# Forcing long text lines to wrap



## msage

Our company has rolled it's own problem management program (using Lotus Domino I think).

Editing text in the status area works fine. But, displaying the text is a different thing. If the user allows the text to wrap in the edit box, the whole sentence/paragraph is displayed on one line that extends beyond the right side of the window.

I've pointed out that this does not look right and asked if it was going to be fixed. The developer pretty much agreed that it's not right but, he can't figure out how to fix it. His solution was to tell the users to insert linefeeds right before the right side of the edit box.

I've viewed the source of the generated web page. Tables are used to handle the layout. The long text entry is wrapped in tags.

My question is: Is there a way to force long lines of text to wrap?

I have to believe there is (via Javascript possibly). Unfortunately, I'm just learning HTML. The searches I have done on the web have turned up at least one item that might resolve this. Unfortunately, the entry is on a site that requires a paid subscription.


----------



## Gibble

Your developer can't fix it?

Geesh...time for a new developer!

in the css, give the pre tag these attributes
pre {
white-space: -moz-pre-wrap; /* Mozilla, supported since 1999 */
white-space: -pre-wrap; /* Opera 4 - 6 */
white-space: -o-pre-wrap; /* Opera 7 */
white-space: pre-wrap; /* CSS3 - Text module (Candidate Recommendation) http://www.w3.org/TR/css3-text/#white-space */
word-wrap: break-word; /* IE 5.5+ */
}

or in the HTML in the pre tags style attribute put

This should work with most browsers.


----------



## msage

Thank you!!

A couple things though:

1) Can you tell me where those values (i.e. -moz-pre-wrap) are defined? I tried searching on www.w3.org and got a little frustrated (I work on big iron--we don't use no stinkin' fancy-smancy web browsin' do-dads. .

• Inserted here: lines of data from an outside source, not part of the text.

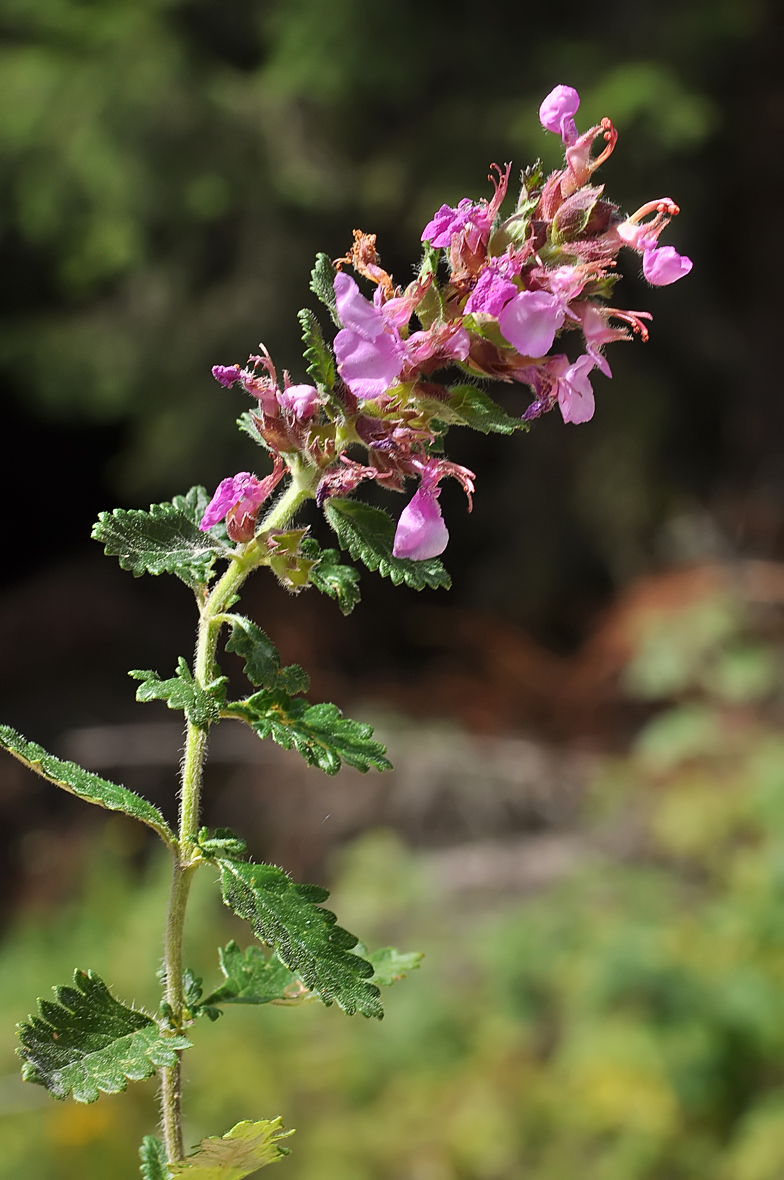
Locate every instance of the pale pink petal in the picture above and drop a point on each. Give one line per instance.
(575, 393)
(420, 531)
(665, 266)
(530, 320)
(355, 312)
(368, 367)
(300, 399)
(557, 112)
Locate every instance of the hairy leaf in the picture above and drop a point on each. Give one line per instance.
(78, 781)
(167, 539)
(243, 1149)
(152, 1155)
(287, 561)
(390, 964)
(182, 692)
(89, 1042)
(322, 279)
(331, 576)
(262, 660)
(368, 536)
(247, 426)
(289, 919)
(318, 732)
(472, 407)
(318, 354)
(223, 843)
(253, 977)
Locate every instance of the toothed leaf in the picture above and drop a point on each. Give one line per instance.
(262, 663)
(87, 1042)
(152, 1155)
(289, 919)
(470, 406)
(247, 426)
(318, 354)
(243, 1149)
(87, 786)
(331, 576)
(368, 536)
(322, 279)
(167, 539)
(318, 732)
(390, 964)
(253, 977)
(182, 692)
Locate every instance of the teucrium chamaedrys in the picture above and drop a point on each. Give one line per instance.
(515, 293)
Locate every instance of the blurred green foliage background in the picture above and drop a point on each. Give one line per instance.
(168, 171)
(626, 1023)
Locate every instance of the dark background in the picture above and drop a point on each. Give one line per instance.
(169, 172)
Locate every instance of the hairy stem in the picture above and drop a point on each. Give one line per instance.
(184, 854)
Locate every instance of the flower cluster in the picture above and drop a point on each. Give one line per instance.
(497, 296)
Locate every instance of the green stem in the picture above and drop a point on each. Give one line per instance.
(185, 860)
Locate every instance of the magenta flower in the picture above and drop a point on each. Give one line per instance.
(449, 221)
(557, 112)
(443, 340)
(227, 374)
(530, 320)
(368, 351)
(574, 391)
(664, 266)
(242, 489)
(491, 293)
(420, 531)
(300, 399)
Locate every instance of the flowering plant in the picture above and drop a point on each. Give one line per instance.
(496, 289)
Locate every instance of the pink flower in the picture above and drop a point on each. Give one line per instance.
(557, 112)
(530, 320)
(420, 531)
(242, 489)
(368, 351)
(300, 399)
(664, 266)
(574, 391)
(443, 340)
(449, 221)
(239, 499)
(491, 293)
(227, 374)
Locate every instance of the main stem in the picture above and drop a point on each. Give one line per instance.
(184, 856)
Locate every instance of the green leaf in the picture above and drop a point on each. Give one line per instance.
(331, 576)
(318, 354)
(167, 539)
(152, 1155)
(78, 781)
(322, 279)
(472, 407)
(243, 1149)
(288, 918)
(182, 692)
(253, 977)
(262, 660)
(223, 843)
(247, 426)
(89, 1042)
(574, 214)
(368, 536)
(318, 732)
(390, 964)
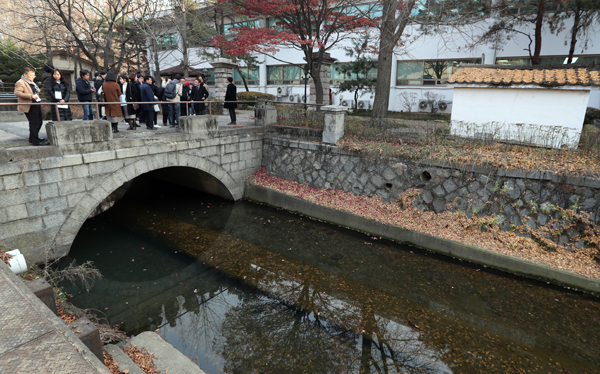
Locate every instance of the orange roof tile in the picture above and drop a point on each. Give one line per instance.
(505, 76)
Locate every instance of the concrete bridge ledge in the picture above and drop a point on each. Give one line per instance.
(46, 193)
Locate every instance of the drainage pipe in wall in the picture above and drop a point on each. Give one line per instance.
(17, 263)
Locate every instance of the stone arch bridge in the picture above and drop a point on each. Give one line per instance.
(47, 193)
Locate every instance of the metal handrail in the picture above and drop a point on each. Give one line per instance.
(99, 104)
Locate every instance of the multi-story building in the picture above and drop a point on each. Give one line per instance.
(421, 68)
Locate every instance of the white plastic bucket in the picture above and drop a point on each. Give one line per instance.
(17, 262)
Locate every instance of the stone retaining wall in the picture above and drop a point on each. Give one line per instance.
(512, 197)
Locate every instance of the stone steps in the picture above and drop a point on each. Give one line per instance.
(166, 357)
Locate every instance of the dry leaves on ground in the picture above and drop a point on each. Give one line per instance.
(143, 359)
(448, 225)
(113, 365)
(62, 314)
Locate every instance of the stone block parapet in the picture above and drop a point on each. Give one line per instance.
(71, 132)
(513, 197)
(46, 193)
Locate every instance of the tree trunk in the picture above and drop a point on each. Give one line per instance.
(392, 28)
(382, 88)
(184, 50)
(574, 32)
(243, 79)
(535, 60)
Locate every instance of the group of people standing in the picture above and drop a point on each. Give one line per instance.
(126, 90)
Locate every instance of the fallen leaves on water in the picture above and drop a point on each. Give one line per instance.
(447, 225)
(143, 359)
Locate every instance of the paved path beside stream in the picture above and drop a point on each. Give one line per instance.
(33, 339)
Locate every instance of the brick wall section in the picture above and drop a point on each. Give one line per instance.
(45, 199)
(515, 196)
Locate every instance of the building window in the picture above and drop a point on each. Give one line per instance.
(338, 77)
(251, 75)
(410, 73)
(288, 74)
(227, 28)
(167, 41)
(548, 60)
(428, 72)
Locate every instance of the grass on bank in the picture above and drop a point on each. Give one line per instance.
(425, 140)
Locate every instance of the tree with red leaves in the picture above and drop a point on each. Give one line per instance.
(311, 26)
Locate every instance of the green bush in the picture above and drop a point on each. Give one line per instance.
(252, 96)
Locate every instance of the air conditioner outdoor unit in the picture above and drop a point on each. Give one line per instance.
(445, 106)
(282, 91)
(364, 104)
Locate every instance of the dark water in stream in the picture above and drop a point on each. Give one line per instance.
(243, 288)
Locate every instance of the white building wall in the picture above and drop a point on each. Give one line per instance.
(544, 117)
(448, 44)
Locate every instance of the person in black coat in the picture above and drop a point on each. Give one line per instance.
(164, 105)
(148, 96)
(231, 95)
(156, 91)
(58, 91)
(185, 96)
(199, 93)
(135, 95)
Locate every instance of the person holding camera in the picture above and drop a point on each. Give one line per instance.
(27, 92)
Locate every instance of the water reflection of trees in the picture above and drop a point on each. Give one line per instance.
(298, 328)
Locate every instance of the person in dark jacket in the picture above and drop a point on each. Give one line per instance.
(57, 91)
(135, 94)
(231, 95)
(148, 95)
(141, 113)
(84, 94)
(199, 93)
(185, 96)
(98, 82)
(162, 98)
(112, 91)
(128, 111)
(156, 90)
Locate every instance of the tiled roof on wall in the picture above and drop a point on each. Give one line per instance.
(526, 75)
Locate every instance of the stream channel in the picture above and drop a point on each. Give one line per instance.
(244, 288)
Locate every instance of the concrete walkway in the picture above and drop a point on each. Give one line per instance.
(16, 134)
(33, 339)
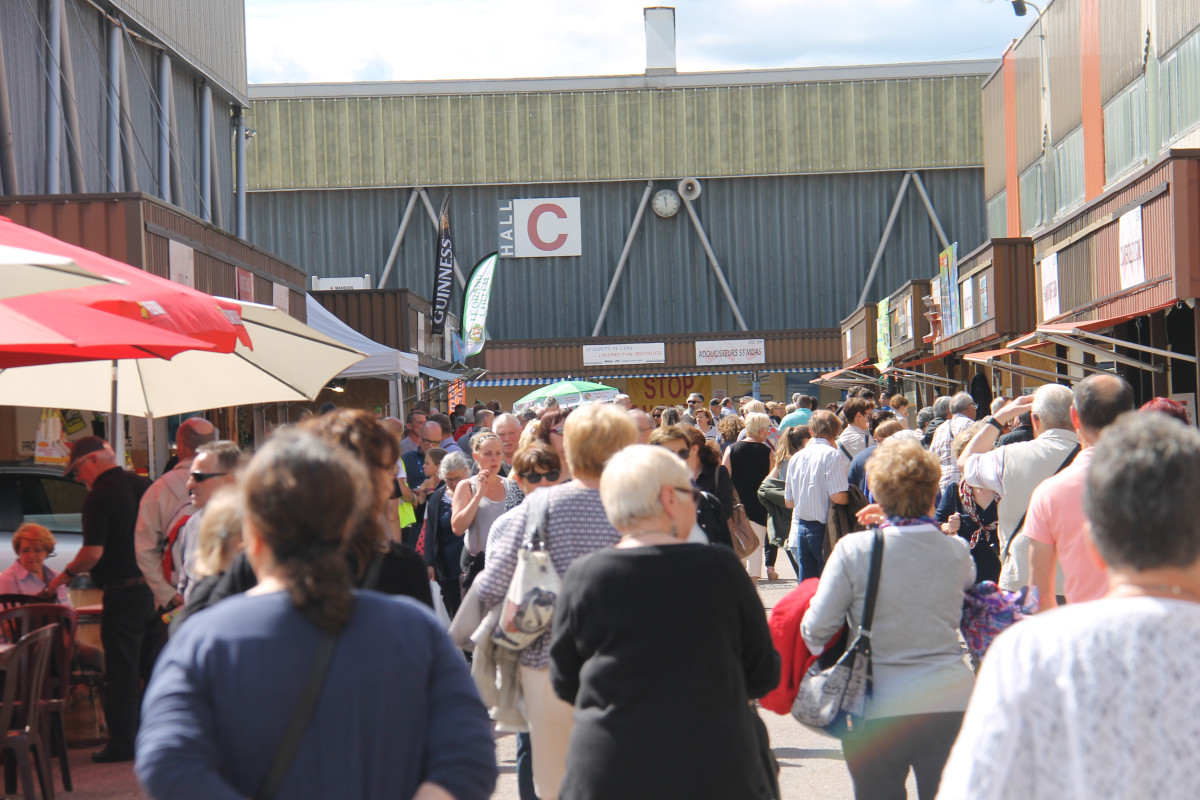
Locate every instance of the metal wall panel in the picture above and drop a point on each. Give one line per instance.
(796, 250)
(1062, 44)
(617, 134)
(210, 35)
(1175, 19)
(994, 173)
(1029, 97)
(1122, 46)
(23, 25)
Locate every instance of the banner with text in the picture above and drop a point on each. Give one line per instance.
(599, 355)
(648, 392)
(474, 305)
(709, 354)
(443, 270)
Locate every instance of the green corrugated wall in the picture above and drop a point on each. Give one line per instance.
(616, 134)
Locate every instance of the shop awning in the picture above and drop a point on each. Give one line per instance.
(382, 361)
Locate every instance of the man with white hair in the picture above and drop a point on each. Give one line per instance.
(1014, 470)
(963, 411)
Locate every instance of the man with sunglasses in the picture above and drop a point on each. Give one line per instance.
(214, 468)
(129, 627)
(165, 510)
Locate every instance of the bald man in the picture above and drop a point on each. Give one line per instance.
(165, 507)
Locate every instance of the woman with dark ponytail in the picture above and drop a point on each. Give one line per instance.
(396, 714)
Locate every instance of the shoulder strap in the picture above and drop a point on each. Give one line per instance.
(1020, 523)
(300, 719)
(873, 583)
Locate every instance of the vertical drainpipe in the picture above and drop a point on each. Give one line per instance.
(165, 126)
(54, 106)
(240, 144)
(113, 155)
(205, 152)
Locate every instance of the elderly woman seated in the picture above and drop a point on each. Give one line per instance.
(627, 629)
(29, 575)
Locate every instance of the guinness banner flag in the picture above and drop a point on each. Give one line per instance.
(474, 305)
(443, 270)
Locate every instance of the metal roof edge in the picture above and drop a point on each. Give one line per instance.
(972, 67)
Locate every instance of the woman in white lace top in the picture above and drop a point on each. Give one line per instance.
(1099, 699)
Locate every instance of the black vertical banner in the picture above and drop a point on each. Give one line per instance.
(443, 269)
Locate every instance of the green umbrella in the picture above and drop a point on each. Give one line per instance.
(569, 394)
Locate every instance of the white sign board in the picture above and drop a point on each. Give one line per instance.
(1050, 287)
(731, 352)
(1133, 268)
(181, 263)
(598, 355)
(540, 228)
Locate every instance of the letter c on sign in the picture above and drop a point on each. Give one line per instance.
(534, 216)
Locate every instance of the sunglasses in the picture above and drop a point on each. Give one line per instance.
(537, 477)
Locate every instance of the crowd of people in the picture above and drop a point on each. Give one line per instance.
(305, 657)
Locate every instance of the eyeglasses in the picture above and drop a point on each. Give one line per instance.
(537, 477)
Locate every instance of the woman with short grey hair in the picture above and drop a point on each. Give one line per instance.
(648, 722)
(1098, 699)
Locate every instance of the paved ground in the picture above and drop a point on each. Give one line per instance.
(810, 763)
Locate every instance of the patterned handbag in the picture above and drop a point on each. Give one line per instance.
(834, 698)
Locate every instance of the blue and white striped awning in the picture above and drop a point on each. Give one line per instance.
(675, 373)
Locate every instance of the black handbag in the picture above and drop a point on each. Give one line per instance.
(834, 698)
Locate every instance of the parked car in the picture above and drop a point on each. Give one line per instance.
(39, 493)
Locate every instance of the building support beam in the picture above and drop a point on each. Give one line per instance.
(929, 208)
(714, 263)
(624, 257)
(883, 240)
(433, 218)
(400, 236)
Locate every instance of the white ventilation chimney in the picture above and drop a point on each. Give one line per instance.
(660, 41)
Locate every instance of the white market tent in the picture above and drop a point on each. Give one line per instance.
(382, 361)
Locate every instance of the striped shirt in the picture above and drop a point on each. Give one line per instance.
(577, 525)
(814, 475)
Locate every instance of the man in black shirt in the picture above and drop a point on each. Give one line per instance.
(129, 629)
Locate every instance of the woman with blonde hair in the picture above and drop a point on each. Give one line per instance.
(33, 543)
(922, 683)
(576, 525)
(648, 722)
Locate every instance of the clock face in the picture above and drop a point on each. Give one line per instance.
(665, 203)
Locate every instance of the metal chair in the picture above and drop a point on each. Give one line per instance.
(19, 713)
(21, 620)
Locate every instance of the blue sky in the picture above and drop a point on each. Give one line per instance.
(304, 41)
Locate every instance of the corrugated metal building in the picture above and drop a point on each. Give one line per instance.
(799, 170)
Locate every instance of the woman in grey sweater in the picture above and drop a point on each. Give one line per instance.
(922, 683)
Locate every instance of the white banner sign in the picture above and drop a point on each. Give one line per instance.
(540, 228)
(1133, 268)
(598, 355)
(731, 352)
(1050, 287)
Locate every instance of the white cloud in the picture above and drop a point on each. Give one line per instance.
(298, 41)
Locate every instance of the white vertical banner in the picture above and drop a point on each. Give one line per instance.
(1133, 268)
(1050, 287)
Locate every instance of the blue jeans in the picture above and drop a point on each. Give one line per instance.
(809, 548)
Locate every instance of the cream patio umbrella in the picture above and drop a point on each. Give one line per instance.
(286, 361)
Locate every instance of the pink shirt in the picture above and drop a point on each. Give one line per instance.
(1056, 517)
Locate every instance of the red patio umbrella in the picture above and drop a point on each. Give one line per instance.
(139, 295)
(39, 329)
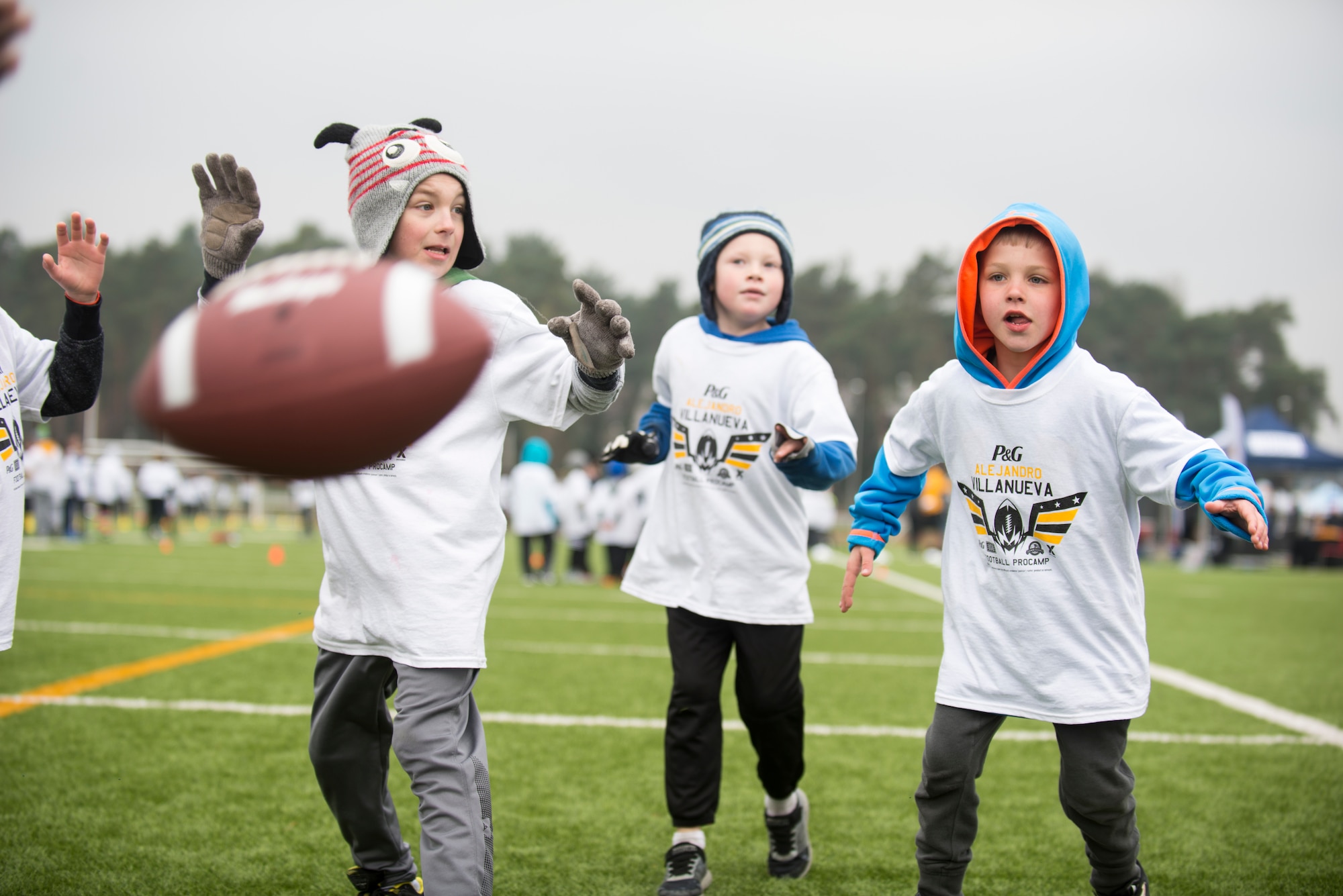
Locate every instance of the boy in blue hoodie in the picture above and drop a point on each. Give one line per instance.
(1050, 452)
(747, 412)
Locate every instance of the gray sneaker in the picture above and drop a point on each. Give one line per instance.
(790, 846)
(688, 873)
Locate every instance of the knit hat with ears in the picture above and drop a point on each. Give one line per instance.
(386, 164)
(722, 230)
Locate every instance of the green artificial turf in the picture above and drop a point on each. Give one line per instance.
(126, 801)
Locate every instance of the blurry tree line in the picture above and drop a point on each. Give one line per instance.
(882, 342)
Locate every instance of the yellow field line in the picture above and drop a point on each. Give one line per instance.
(140, 668)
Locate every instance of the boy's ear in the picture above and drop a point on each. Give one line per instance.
(338, 133)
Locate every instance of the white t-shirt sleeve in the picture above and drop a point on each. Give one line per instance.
(1154, 448)
(817, 411)
(531, 373)
(32, 360)
(911, 444)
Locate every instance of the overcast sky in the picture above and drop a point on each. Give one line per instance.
(1192, 144)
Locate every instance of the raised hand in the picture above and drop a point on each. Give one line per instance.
(14, 21)
(597, 336)
(230, 211)
(1246, 515)
(80, 258)
(860, 562)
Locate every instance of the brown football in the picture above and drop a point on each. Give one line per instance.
(312, 365)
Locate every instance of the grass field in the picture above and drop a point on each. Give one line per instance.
(112, 800)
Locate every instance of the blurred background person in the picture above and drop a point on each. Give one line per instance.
(820, 507)
(44, 462)
(577, 524)
(534, 498)
(621, 503)
(304, 494)
(158, 481)
(79, 479)
(109, 483)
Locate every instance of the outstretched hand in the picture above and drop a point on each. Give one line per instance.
(788, 444)
(230, 215)
(860, 562)
(80, 259)
(1244, 514)
(597, 336)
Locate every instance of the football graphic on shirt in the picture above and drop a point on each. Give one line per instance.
(1050, 521)
(312, 365)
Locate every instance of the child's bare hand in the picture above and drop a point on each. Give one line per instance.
(1246, 515)
(81, 258)
(860, 562)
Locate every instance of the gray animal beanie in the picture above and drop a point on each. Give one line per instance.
(386, 164)
(722, 230)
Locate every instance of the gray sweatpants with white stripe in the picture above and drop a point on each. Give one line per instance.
(438, 740)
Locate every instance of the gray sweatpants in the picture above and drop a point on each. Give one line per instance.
(1095, 787)
(438, 740)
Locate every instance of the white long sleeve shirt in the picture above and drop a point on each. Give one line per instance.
(414, 545)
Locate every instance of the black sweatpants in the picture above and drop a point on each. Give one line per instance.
(769, 691)
(1095, 788)
(547, 550)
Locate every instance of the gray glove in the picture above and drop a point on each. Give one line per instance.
(229, 215)
(597, 334)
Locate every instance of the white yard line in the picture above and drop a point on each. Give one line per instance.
(1310, 726)
(1317, 730)
(652, 725)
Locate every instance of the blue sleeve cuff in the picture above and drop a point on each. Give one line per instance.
(879, 505)
(1211, 475)
(657, 420)
(828, 463)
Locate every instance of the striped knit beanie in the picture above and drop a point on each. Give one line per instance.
(386, 164)
(719, 231)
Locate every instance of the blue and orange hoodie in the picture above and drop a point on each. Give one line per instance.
(884, 497)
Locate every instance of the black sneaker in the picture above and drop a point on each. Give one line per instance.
(369, 882)
(790, 847)
(688, 873)
(1137, 887)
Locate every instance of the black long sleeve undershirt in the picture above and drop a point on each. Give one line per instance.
(76, 372)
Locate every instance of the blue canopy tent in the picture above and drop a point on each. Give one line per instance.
(1274, 447)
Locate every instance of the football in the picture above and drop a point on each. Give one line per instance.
(312, 365)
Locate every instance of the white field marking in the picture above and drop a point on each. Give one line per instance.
(408, 314)
(663, 654)
(1315, 729)
(659, 619)
(1310, 726)
(910, 584)
(652, 725)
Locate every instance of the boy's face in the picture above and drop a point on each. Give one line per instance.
(1020, 297)
(747, 283)
(432, 227)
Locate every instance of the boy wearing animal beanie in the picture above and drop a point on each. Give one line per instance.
(414, 546)
(1050, 452)
(750, 413)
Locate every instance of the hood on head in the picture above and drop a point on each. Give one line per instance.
(537, 451)
(974, 341)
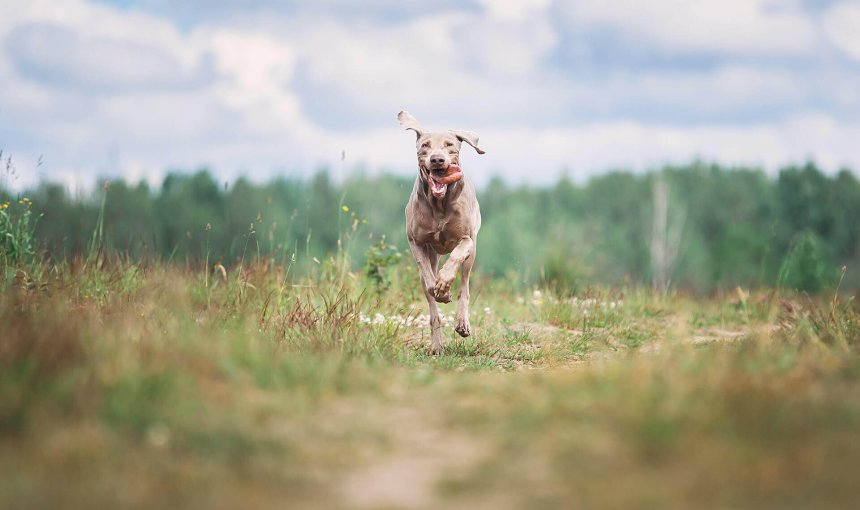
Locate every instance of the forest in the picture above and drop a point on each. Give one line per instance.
(721, 226)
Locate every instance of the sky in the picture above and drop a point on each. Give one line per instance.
(260, 88)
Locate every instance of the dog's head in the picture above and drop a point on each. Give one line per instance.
(437, 151)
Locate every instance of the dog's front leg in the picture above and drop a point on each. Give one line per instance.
(462, 252)
(462, 325)
(427, 260)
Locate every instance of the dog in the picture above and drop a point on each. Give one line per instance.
(441, 219)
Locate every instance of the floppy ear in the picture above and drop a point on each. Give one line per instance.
(409, 122)
(469, 137)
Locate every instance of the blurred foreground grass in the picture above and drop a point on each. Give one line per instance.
(137, 386)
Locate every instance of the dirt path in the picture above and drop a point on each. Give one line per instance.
(422, 453)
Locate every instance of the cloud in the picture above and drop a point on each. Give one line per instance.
(59, 55)
(842, 28)
(262, 87)
(738, 27)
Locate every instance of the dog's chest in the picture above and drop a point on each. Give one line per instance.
(443, 234)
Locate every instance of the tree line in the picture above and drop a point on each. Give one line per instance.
(724, 227)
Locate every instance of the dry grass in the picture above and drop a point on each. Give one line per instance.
(133, 386)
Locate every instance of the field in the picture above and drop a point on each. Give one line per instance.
(155, 386)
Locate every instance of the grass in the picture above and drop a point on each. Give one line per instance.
(139, 386)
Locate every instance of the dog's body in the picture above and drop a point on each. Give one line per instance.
(442, 219)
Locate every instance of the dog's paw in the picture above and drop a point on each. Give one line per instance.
(462, 327)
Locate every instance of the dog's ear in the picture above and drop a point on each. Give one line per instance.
(469, 137)
(409, 122)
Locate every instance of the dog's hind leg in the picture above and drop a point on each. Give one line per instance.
(461, 253)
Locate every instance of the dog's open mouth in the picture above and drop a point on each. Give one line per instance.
(437, 187)
(440, 179)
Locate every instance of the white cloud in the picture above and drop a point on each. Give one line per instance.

2) Can the width be modified? I imagine it can be.


----------



## Gibble

msage said:


> Thank you!!
> 
> A couple things though:
> 
> 1) Can you tell me where those values (i.e. -moz-pre-wrap) are defined? I tried searching on www.w3.org and got a little frustrated (I work on big iron--we don't use no stinkin' fancy-smancy web browsin' do-dads. .
> 
> 2) Can the width be modified? I imagine it can be.


1) A lot of those like -moz-pre-wrap are browser specific, that's why there are so many, there isn't a w3 standard 'yet' ...

2) The width can be modified in the style by adding width: 50%; to it (or whatever % or absolute value.


----------



## msage

I appreciate your information.


----------



## Gibble

No problem


----------